The House Judiciary Committee Subcommittee on Immigration and Citizenship called upon Department of Homeland Security (DHS) officials to explain and report on the delays in immigration processing in a hearing on July 16, 2019.

Representative Zoe Lofgren (D-Cal.), who chaired the hearing, wanted an explanation for the 2.4 million application/petition backlog (the largest since the processing delays following the terrorist attacks on the U.S. on September 11, 2001). She specifically noted that she hears from:

  • Victims of domestic violence who cannot receive needed immigration benefits;
  • Start-up companies that have had to abandon vital projects because they cannot bring key employees to the United States; and
  • Families suffering from prolonged separations due to increased vetting.

Lofgren focused on the administration’s new policies and procedures that are creating more red tape, burdens on petitioners and applicants, denials, and delays, and she asked about the intent behind these new policies.

The officials from U.S. Citizenship and Immigration Services (USCIS) reported on some of the factors that may have created the backlog, including fee increases, the 2016 presidential election, and court actions that have continued DACA. USCIS officials posited that these factors have resulted in demand spikes because: (1) individuals try to apply for benefits before fee increases go into effect; (2) the number of lawful permanent residents wishing to naturalize increases prior to presidential elections to enable them to vote; and (3) DACA beneficiaries are (unexpectedly) applying for extensions during the current court-created window. Michael Hoefer, Office of Performance and Quality at USCIS, noted that the reduction in demand anticipated in 2017 following the increased demand in 2016 did not materialize. The elevated levels continued.

USCIS must rely on forecast models on demand to prepare staffing requests in order to appropriate staff and train new employees, the officials explained. Since the models did not account for the continued elevated demand, staffing is currently inadequate.

As noted by both congressmembers and USCIS officials, the backlog had existed prior to the change in administration in 2017. Other factors leading to the current backlog included:

  • New security requirements and policies such as additional interview requirements and security checks;
  • The need for between 18 months and 36 months for delivery of new facilities to accommodate new hires; and
  • The Service’s focus on “quality,” versus “quantity,” of work product.

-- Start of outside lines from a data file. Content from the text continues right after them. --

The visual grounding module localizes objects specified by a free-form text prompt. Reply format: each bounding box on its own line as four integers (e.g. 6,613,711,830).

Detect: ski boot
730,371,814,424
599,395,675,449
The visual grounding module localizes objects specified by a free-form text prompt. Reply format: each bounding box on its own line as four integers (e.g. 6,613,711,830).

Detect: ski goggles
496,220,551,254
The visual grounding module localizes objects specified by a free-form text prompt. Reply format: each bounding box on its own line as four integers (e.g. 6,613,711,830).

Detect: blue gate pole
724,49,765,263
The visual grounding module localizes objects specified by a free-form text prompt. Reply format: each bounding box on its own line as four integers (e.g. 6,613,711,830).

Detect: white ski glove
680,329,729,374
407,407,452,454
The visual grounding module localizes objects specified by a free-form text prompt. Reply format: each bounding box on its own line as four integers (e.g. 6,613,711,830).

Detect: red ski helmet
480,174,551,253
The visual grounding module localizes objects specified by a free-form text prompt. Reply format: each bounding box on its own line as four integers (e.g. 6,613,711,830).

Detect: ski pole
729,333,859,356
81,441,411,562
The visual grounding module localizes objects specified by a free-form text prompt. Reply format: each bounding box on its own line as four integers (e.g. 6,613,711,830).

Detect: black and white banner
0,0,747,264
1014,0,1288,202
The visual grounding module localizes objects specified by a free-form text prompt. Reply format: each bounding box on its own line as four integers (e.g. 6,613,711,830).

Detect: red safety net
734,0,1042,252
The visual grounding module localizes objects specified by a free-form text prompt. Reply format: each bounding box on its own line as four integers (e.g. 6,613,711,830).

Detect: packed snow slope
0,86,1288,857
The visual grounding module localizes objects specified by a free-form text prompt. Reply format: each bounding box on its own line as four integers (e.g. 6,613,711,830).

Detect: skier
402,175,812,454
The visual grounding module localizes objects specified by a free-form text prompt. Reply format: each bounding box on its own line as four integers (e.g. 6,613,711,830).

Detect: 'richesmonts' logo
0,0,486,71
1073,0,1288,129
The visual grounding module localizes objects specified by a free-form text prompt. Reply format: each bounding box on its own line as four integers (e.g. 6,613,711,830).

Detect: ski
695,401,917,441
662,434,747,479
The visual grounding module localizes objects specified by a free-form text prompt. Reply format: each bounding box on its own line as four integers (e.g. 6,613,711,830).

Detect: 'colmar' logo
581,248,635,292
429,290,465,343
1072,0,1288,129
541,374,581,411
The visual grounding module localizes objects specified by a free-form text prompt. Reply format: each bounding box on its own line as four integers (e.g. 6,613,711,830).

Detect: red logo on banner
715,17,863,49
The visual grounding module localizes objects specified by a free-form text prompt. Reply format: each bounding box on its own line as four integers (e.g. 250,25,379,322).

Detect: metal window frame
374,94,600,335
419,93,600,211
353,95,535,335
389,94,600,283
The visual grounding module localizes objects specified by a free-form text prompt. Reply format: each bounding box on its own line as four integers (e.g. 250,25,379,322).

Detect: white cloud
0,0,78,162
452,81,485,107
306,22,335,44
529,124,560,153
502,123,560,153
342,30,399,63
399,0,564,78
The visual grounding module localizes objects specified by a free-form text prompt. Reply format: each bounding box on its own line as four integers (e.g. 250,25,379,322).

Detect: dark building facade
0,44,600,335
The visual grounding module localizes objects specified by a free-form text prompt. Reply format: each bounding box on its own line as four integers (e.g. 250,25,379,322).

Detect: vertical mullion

To address the backlog, officials reported that the following changes are in process or would be helpful to reducing processing times:

  • Increased hiring;
  • Increase in fees to accommodate increased hiring;
  • Transitioning non-adjudicatory work from officers reviewing the cases to non-adjudicatory workers;
  • Centralizing delivery of informational services with the USCIS Contact Center;
  • Reintroducing performance metrics that focus more on quantity;
  • Leveraging technology, including implementing new electronic tools and automation such as eProcessing (although the Service noted that technological upgrades have initial short-term negative effects); and
  • Shifting staffing and workloads to accommodate demand.

Although Lofgren wanted to gain a better understanding of the correlation between the new administration policies and the delays and denials, this was not specifically addressed. USCIS representatives noted that they were well-aware of the current problems and delays, admitting that, despite their best efforts, the backlog has steadily grown due to “an extraordinary and growing demand.” They also explained:

We do not want to leave you thinking that there are quick and easy fixes—there aren’t. Realizing organizational and procedure efficiencies, staffing to appropriate levels, and providing the physical and technological resources needed to eliminate the backlog will take some time . . . . For our part, we are committed to providing [staff] with the tools and resources they need to get the work done.

Jackson Lewis will provide updates regarding processing delays and backlogs as they become available.